リリスの眉がピクッと反応する……。龍王アトルはリリスの反応を見逃さない。


「……どうやら我が東の魔王国と状況は同じようだな……。我は貴様が牛魔王を倒してから北の魔王国のさらに北側に行こうとした……が、結果は貴様の想像する通りだった……」

「……その言葉に偽りはないのね……?」

「ああ、ない。それ故、我は同胞たちのため、自らの死を選んだのだ。同胞たちに真の命を吹き込むために……」

「真の命……? ……あなたが死ぬことで何が起こるというの?」

「……正確には我が死ぬことに意味があるのではない。東の勇者が誕生することにあるのだ。シェルドとか言う小娘……、貴様と接触したことで技量を積み、真の『ドラゴンの盾』の所有者になりつつある……。ヨルムンガンドの杖の真の所有者となった、そこの赤髪の娘と同様にな……」

「あなたが言うことホントにイマイチわからないわ……。でも何か考えがあるのね……」

「ああ……。
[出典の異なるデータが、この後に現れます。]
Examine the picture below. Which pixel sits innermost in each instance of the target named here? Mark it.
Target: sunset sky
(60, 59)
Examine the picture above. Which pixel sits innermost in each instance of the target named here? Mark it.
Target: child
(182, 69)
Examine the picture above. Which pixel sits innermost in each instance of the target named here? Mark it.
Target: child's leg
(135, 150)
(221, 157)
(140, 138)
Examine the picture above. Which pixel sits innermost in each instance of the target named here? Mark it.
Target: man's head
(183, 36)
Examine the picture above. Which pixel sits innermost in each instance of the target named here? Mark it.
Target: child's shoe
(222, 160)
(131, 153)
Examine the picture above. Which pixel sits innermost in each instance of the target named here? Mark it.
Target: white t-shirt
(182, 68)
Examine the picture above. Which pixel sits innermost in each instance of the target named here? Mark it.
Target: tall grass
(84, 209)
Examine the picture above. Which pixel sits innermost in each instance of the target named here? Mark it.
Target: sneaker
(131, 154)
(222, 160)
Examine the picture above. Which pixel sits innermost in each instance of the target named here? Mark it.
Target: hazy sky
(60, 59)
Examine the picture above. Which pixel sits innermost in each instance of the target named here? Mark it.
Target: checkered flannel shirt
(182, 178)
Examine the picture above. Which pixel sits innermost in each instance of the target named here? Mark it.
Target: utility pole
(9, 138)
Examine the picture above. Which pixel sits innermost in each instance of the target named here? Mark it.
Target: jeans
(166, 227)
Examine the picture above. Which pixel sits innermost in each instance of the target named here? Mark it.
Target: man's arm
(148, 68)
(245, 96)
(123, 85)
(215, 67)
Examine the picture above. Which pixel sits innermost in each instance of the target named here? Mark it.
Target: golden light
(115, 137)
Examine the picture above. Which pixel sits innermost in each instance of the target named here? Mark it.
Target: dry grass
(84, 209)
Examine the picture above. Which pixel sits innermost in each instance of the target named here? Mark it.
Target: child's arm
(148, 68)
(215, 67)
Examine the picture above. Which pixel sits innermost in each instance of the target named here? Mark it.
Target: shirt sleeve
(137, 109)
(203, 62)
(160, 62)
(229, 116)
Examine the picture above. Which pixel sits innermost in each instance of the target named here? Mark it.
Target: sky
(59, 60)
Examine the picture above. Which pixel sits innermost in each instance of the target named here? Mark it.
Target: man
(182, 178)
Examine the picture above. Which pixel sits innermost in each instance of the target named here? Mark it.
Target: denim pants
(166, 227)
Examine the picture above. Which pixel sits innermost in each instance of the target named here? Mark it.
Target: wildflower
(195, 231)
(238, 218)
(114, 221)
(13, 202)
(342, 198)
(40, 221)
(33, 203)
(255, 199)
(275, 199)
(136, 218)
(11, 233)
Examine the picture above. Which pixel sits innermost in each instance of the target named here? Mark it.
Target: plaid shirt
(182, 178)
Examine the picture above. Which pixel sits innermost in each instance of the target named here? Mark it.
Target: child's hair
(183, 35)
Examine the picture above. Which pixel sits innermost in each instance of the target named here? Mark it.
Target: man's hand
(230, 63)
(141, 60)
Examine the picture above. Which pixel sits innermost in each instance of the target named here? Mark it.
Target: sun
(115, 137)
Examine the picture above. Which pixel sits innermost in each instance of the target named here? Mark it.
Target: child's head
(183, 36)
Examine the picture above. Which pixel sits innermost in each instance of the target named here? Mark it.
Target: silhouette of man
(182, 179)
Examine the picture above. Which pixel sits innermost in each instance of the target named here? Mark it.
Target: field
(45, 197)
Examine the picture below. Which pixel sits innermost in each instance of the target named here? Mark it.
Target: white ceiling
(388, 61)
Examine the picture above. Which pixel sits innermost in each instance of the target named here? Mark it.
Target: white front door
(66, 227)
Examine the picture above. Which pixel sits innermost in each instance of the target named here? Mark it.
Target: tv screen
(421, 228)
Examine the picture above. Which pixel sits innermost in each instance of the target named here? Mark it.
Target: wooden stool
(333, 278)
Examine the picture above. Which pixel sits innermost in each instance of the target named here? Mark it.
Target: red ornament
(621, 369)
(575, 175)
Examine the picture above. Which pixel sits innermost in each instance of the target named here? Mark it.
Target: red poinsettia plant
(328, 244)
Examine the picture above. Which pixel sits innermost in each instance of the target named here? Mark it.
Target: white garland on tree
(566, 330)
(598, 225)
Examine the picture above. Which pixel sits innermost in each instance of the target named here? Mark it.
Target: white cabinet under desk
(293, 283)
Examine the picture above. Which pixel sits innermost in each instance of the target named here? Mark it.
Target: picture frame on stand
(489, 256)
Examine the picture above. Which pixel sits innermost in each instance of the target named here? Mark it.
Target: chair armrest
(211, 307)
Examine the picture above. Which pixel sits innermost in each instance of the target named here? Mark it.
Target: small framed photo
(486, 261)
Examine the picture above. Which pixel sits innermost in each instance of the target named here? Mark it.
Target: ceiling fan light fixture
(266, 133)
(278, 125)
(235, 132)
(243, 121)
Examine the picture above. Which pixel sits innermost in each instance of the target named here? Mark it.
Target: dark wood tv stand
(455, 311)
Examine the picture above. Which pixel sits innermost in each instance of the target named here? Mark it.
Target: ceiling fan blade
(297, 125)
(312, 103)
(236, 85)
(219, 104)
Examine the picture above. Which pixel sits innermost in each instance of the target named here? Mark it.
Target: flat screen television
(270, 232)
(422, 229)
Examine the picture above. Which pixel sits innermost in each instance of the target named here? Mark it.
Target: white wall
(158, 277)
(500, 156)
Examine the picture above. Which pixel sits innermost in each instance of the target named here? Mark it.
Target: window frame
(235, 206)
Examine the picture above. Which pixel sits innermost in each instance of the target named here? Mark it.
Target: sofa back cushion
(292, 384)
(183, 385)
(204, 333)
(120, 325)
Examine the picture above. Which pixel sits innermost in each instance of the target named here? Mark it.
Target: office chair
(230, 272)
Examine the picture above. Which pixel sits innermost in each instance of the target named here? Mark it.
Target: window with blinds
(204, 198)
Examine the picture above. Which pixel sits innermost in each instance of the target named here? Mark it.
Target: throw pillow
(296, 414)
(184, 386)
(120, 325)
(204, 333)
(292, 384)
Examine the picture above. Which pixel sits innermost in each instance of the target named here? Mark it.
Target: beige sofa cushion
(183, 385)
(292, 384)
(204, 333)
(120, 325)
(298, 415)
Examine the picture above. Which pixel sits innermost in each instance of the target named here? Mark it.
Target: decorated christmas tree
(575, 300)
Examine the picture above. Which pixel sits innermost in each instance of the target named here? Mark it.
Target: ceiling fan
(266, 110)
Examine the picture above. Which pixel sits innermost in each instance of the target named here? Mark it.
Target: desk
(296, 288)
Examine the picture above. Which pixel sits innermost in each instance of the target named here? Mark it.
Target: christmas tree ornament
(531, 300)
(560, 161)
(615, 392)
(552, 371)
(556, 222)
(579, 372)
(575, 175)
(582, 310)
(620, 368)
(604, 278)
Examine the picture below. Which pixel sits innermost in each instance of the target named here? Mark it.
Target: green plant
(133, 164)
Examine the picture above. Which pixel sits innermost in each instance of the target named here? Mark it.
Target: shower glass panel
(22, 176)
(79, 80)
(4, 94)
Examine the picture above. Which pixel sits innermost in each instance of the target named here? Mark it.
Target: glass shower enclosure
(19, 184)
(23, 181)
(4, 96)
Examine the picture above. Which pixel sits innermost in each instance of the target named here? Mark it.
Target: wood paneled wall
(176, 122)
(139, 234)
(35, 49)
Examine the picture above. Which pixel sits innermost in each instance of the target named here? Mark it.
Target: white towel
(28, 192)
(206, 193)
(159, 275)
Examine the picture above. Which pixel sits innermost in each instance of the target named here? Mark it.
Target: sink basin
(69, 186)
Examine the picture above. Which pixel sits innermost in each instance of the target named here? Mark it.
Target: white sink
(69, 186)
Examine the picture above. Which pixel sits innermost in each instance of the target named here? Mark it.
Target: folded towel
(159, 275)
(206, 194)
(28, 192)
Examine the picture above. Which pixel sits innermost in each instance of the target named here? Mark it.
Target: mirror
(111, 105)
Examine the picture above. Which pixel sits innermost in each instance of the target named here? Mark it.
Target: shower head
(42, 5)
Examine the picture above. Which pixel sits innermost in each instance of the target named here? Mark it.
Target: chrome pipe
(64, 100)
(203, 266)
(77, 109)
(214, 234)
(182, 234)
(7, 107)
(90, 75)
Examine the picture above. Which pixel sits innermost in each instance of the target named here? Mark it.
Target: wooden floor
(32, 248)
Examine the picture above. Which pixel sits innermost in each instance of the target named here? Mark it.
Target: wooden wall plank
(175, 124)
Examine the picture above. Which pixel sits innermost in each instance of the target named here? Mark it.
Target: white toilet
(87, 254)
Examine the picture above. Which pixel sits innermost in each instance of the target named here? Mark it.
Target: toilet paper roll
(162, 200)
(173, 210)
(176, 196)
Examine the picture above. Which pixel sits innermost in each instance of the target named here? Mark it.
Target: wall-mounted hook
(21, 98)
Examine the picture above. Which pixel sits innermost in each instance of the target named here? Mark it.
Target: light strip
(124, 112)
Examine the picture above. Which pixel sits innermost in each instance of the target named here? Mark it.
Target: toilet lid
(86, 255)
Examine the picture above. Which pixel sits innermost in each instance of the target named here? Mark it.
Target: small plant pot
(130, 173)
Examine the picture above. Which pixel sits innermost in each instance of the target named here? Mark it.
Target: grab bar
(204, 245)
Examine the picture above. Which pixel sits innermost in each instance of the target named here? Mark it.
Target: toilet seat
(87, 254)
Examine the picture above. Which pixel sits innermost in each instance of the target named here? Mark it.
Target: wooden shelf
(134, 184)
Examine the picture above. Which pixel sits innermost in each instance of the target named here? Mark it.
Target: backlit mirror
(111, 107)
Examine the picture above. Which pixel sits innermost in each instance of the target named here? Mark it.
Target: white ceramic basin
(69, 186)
リリスよ……。我が死んだ後、南の魔王国の魔王に会いに行くとよい。奴もまた『アレ』を持っておる……。皆まで言わなくとも貴様なら理解できたはずだ……」


またしてもリリスの眉がピクッと反応する……。


「全てお見通しってわけね……」


竜王はうなずくと厳しかった表情をさらに厳しいものに変える……!


「我が最後の戦い! がっかりさせてくれるなよ! 東の勇者シェルド……、そして西の魔王リリスよ! 貴様らが不甲斐なければ我は死ぬことができん……。……逆に貴様らを殺すことになるかもしれんからな……!」


 龍王は雄叫びを上げる……! 雄叫びは振動となり、大気を媒介にしてアルカとシェルドにもビリビリと伝わる……。